Workflow for fullbody 3D Photoscan

What is the best workflow for capturing a full body with Depthkit Studio and process a single frame to get a fullbody 3D scan with the highest quality as possible?
I’ll share my current workflow, please let me know how can I improove it.

I had to do it last week for a client and now I need to export the mesh.

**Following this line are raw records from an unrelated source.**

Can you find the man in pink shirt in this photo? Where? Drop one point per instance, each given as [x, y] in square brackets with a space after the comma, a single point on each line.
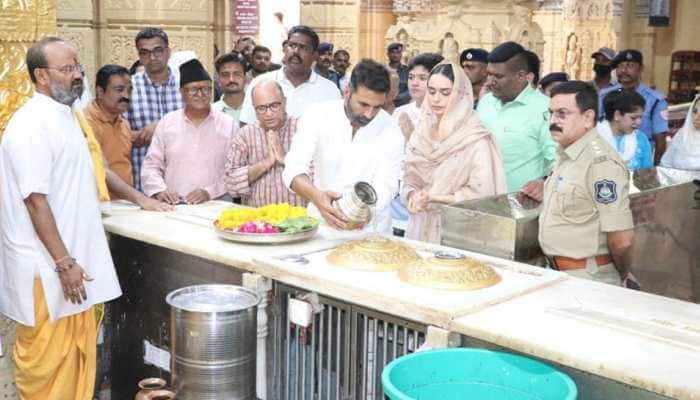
[187, 156]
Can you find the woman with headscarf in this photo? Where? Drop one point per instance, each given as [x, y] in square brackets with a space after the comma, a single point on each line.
[684, 150]
[451, 156]
[623, 114]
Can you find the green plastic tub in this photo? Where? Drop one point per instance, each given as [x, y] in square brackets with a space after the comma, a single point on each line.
[463, 373]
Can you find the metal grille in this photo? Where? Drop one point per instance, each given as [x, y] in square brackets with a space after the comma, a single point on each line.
[341, 355]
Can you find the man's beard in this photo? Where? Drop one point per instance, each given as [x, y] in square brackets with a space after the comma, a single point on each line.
[66, 95]
[355, 119]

  1. Stage: I’ve used a 10 sensor configuration with 3 aditional cinema cameras.
  2. Stage: I’ve moved all the sensors very close to the character to get better details and captured a woman and then a man,
  3. Depthkit: Set up the Azures at 4K 15hz, (I don’t care about 15fps since i’ll use only 1 frame),
  4. Depthkit: I’ve captured about 30secs with the characters steady. It dropped a lot of frames but lukely it seems that it drops frames of all the cameras at the same time, so there are moments that I have valid frames of all sensors.
  5. Premiere: Then I’ve imported all the sensor.mp4 videos to Premiere, choosen the best moment, and exported a single frame of each sensor for masking it in Photoshop.
  6. Photoshop: Masked the selected frame with Photoshop and exported a single lumma matte frame
  7. Premiere: Converted that frame into a .mp4 with the same duration as the take
  8. Depthkit: Import all the lumma matte mp4 into Depthkit refinement workflow
  9. Depthkit: Exported a multiperspective CPP image sequence from Depthkit
  10. Unity: Used Depthkit Unity expansion packages to setup the clip and exported a .PLY with the Studio Mesh Sequence export workflow of only the masked frame. The resulted PLY was very good but with not too much detail as the capture have, I believe because Depthkit Unity packages are optimized for volumetric video and not for photo.
  11. Depthkit: Tried and alternative workflow, instead of using Unity, I’ve exported each perspective from Depthkit as an OBJ sequence (only the masked frame) without decimation
  12. Meshlab: Imported each perspective OBJ into Meshlab
  13. Meshlab: select faces with edges longer than 0.002 (is that treshold ok?) and deleted them (for each perspective)
  14. Meshlab: Flatten visible layers
  15. Meshlab: Export as OBJ, the result was with much richer in details and higher density (18 millon vertices) than using the Depthkit Unity packages, but the blending of each perspective was not so good.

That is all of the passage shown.